THE WOMAN WHO SET A CITY AFLAME.
THE POWERFUL,POIGNANT STORY OF KANNAGI
THE AWESOME FURY OF A WOMAN WRONGED.
There is an old saying in English that “Hell hath no fury like a woman scorned.”
In the epic Indian story that follows, the protagonist is not scorned, but much worse- She suffers a terrible personal loss due to gross injustice meted out by a powerful Pandian king of the ancient Tamil kingdom whose capital was Madurai.
This is an epic story about a chaste Tamil woman named Kannagi who wreaked revenge on a powerful king and the capital of his kingdom for unjustly executing her innocent husband.
The entire city of Madurai had to pay dearly for the terrible mistake of their king.
Kannagi features as the protagonist in a Tamil epic by name ‘Silappadhikaram’. The title implies that this is a story involving a ‘Chilambu’ or anklet.
Kannagi, a lovely woman, is wedded to Kovalan, who is the son of a rich man. The couple lives happily in a town called Kaveripattinam, till a new woman named Madhavi enters Kovalan’s life. Infatuated by Madhavi, Kovalan forgets the faithful Kannagi for some time, and spends both time and money on this illicit affair. Finally, when all his wealth is thus frittered away, Kovalan returns like a prodigal son to his wife’s loyal arms.
Kannagi epitomizes the amazing and true Indian loyalty of an Indian wife when she receives him back with love unhesitatingly, and even offers her only valuable possession- A pair of anklets- To be sold to get some money to enable their starting a new life.
The tragedy of ‘Silappadhikaram’ starts unfolding when Kovalan takes the pair of anklets to a city called Madurai, the capital of the Pandian kings. The Pandya king ruling at that time was Nedunchezian.

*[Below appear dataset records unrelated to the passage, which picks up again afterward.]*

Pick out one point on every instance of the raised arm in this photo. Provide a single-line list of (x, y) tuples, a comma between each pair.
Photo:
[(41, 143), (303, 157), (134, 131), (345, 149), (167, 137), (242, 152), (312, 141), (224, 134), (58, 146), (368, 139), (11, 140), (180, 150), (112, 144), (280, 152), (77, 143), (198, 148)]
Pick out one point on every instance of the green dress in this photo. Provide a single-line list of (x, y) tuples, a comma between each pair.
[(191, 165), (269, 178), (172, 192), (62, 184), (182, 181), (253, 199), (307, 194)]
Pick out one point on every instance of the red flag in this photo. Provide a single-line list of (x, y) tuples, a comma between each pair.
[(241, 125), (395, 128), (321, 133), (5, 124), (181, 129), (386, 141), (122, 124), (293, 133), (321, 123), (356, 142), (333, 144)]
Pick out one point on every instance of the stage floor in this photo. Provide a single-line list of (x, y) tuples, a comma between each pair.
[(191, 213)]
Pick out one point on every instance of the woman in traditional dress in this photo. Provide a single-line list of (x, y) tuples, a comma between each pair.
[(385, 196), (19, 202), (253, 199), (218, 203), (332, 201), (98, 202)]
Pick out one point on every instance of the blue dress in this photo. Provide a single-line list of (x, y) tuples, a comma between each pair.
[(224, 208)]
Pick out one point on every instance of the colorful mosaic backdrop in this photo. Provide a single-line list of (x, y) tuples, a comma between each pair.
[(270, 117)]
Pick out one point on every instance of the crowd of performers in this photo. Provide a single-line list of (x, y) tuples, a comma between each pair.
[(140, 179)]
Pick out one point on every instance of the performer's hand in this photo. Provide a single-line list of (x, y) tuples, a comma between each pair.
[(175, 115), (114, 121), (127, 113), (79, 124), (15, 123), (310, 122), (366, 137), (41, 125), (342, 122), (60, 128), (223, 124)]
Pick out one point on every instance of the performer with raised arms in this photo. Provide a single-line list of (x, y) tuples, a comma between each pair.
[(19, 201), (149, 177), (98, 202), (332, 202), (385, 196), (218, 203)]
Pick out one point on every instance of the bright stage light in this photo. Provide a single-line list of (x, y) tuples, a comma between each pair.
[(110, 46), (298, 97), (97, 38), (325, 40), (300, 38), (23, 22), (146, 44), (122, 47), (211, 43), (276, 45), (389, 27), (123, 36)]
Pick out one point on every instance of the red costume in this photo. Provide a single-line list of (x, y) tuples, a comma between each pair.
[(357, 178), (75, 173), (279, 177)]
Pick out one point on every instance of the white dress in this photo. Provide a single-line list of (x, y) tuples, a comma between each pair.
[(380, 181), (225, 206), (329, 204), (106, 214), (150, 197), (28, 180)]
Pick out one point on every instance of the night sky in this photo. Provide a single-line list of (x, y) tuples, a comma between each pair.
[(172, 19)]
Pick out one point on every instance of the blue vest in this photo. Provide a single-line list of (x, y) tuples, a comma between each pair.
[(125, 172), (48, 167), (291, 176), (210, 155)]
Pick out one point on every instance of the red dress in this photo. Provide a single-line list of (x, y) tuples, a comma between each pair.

At about the same time when Kovalan was trying to sell his wife’s anklets, a theft took place in the palace. An anklet belonging to the Pandian queen-Unfortunately resembling the one possessed by Kovalan- Was stolen by some courtier.
As fate would have it, Kovalan, who was seen trying to sell Kannagi’s anklets was nabbed by the palace guards.
What followed was injustice of the highest order when Kovalan was summarily executed without any trial, his pleas of innocence falling on deaf ears.
If only the King had given a chance to poor Kovalan, he would have shown that his anklets contained rubies inside, unlike the Queen’s, which had pearls inside.
A valuable life would have been spared and justice done.
It was a raging Kannagi, a woman like a volcano spewing red hot lava, who confronted the King with the crucial evidence which ought to have exonerated her beloved husband. Like a powerful whirlwind, she lashes out at them in righteous anger and uncontrollable grief.
Unable to bear the stigma of the gross injustice done to an innocent man, the king and Queen die of shame, it is said. But this doesn’t satisfy Kannagi who curses that the entire city be consigned to flames for the wrong done by Madurai to Kovalan. It is written that the city actually started burning and there was loss of life and property before Kannagi forgave and withdrew her curse at the earnest request of the city’s Goddess.
Such was the power of the righteous wrath of a pure, chaste and dedicated wife.
Later, after venting out her fury, Kannagi proceeded southwards towards present day Kerala. By this time, her story had spread everywhere and people received her with awe and reverence wherever she went.
In fact, there is a temple at a place called Attukal near Thiruvanthapuram, capital of Kerala State and another one at a place called Kodungallur near the famed Guruvayoor, where Sri Krishna temple is located.
The presiding deity at Kodungallur temple is also believed to be Kannagi, who, it is widely believed, made that place as her final destination.
In both Attukal and Kodungallur, worship of this powerful deity goes on every year, with their own special, exotic rituals.